Initially they did much better than we did, but recently we have been closing the gap. On the basis of this, France has had a better overall performance than the UK – though anyone familiar with the data will be aware that the UK official figures are suspect, as they are undercounting the recovery. (Job creation has been far stronger in the UK than in France and actually stronger than the US, too.)

However there are two broad strands helping France. One is that the eurozone is at last picking up a little pace.

To over-simplify, the fringe economies that have been pulling down the entire edifice are, with one exception, now showing signs of a turnabout. The exception is Italy, where there is really no evidence of growth at all. But Spain, Portugal, Ireland, even Greece, are all increasing their exports, the sign that they have regained some competitiveness. As for Germany – well, it continues to plod forward slowly, pulling along the others with it.

The second strand is that the structure of the French economy is stronger than many outsiders appreciate.

There are well-known weaknesses, such as the country's mass car producers, with Peugeot in particularly serious trouble, but less attention has been paid to the country's commercial success stories, which include the luxury sector.

Part of the reason why Paris has been more successful than London at attracting Chinese visitors is the difficult of getting UK visas, whereas a Schengen visa gives the visitors access to nearly all the continental EU, but part is the reputation of up-market French brands.

As a result France exports a slightly higher proportion of its total exports to China than the UK, though we are both quite a lot lower than the proportion of exports that go there from the US and Germany.

Indeed, if you look at the overall structure of the French and British economies, they are really very similar. They include a not very big manufacturing sector, massive private sector services, a large public sector, strong overseas investment… and so on. French agriculture is a bit bigger than ours but is still only 3 per cent of GDP. The rhetoric is that we are very different; the reality is that we are much the same.
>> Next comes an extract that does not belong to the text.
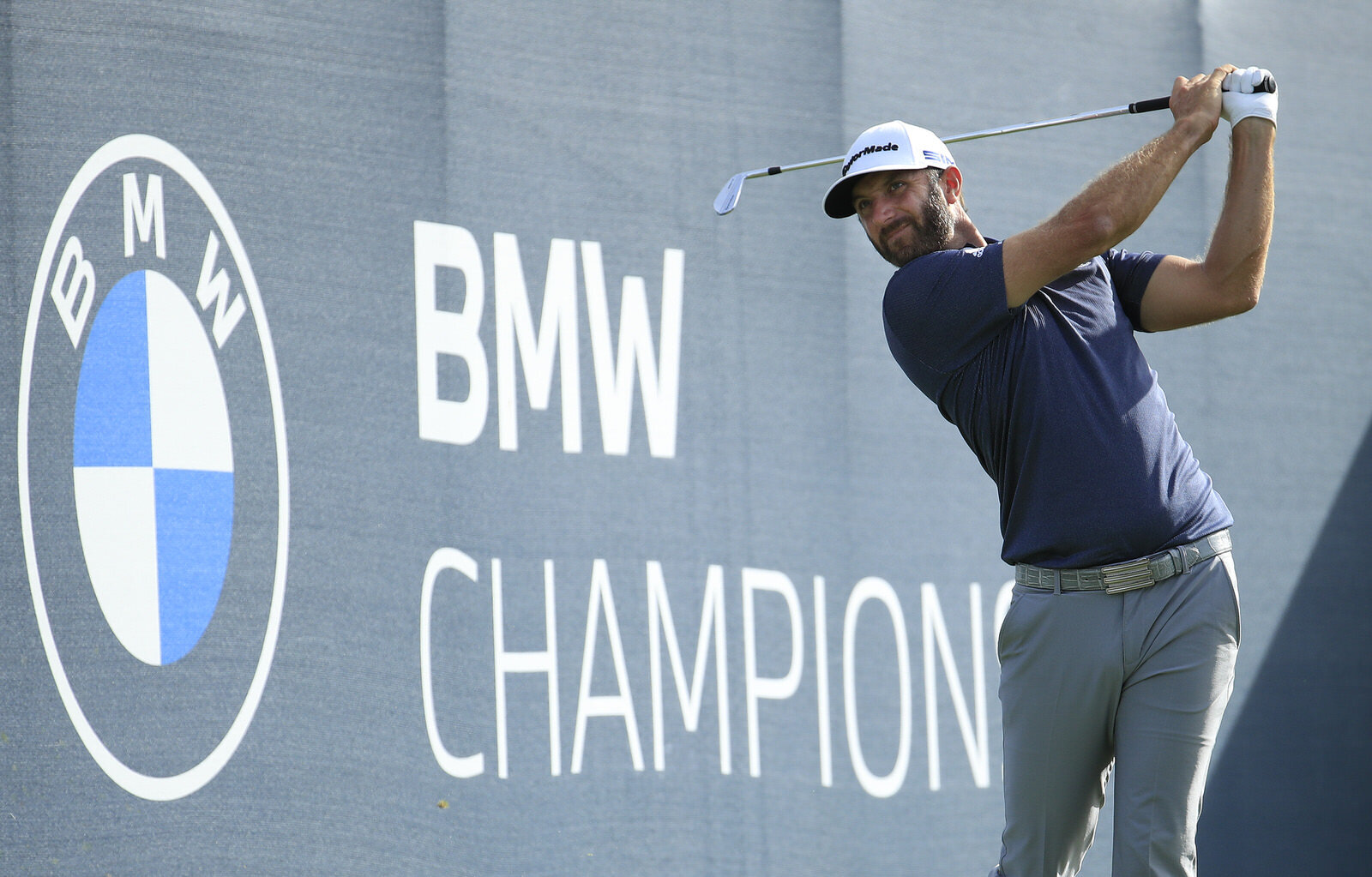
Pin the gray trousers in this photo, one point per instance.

There are, however, two notable differences, and these are relevant when trying to assess these new reforms. One is that while we have a large public sector, rather larger than the OECD average and larger than socially similar countries such as Australia and Canada, France is a real outlier, with the largest public sector of any major developed country. The other difference is that France has an unusually highly regulated economy, with some professions and categories of workers enjoying special protection, creating insider/outsider divisions.

As far as the first is concerned, up to now the French electorate has been willing to pay much higher levels of taxation than elsewhere. As a result their fiscal deficit is currently a bit over 4 per cent of GDP, whereas we are still at 7 per cent.

However the only comparable region in terms of overall spending is Scandinavia, and whereas taxes and spending there have tended to decline over the past 20 years, in France they have continued to rise. It is that trend that President Hollande is seeking to reverse.

As for regulation, that too is an issue the president has promised to tackle. The result of French restrictions on hiring (and the policy of a 35-hour week, now relaxed) has been to push up productivity.

The result is not just that French workers have to cram their work into shorter hours; less productive workers are crowded out of the jobs market. So there is a link between the fact that the French economy has the highest productivity per hour worked of any country, higher even than the US, but it also has among the highest unemployment rates.

People in secure jobs naturally resent the idea that others, young people entering the job market or immigrants, might undercut them.

The practical difficulties facing reform have been highlighted by the regulation required of mini-cab firms in Paris that they have to wait for 15 minutes between a call coming in and being able to pick someone up. The idea is to protect conventional taxis. The effect is to make it harder for people to use the alternative service.

Perhaps the most interesting issue is whether France is really prepared for substantial market reforms. If so, it may be easier for a government of the left to deliver these than a government of the right.

There are parallels with the reforms of another François, François Mitterrand, who became France's first socialist president in 1981, and with Gerhard Schröder, who became the SDP chancellor of Germany in 1998. Both resisted market reforms but were forced, by rising unemployment, to adopt them.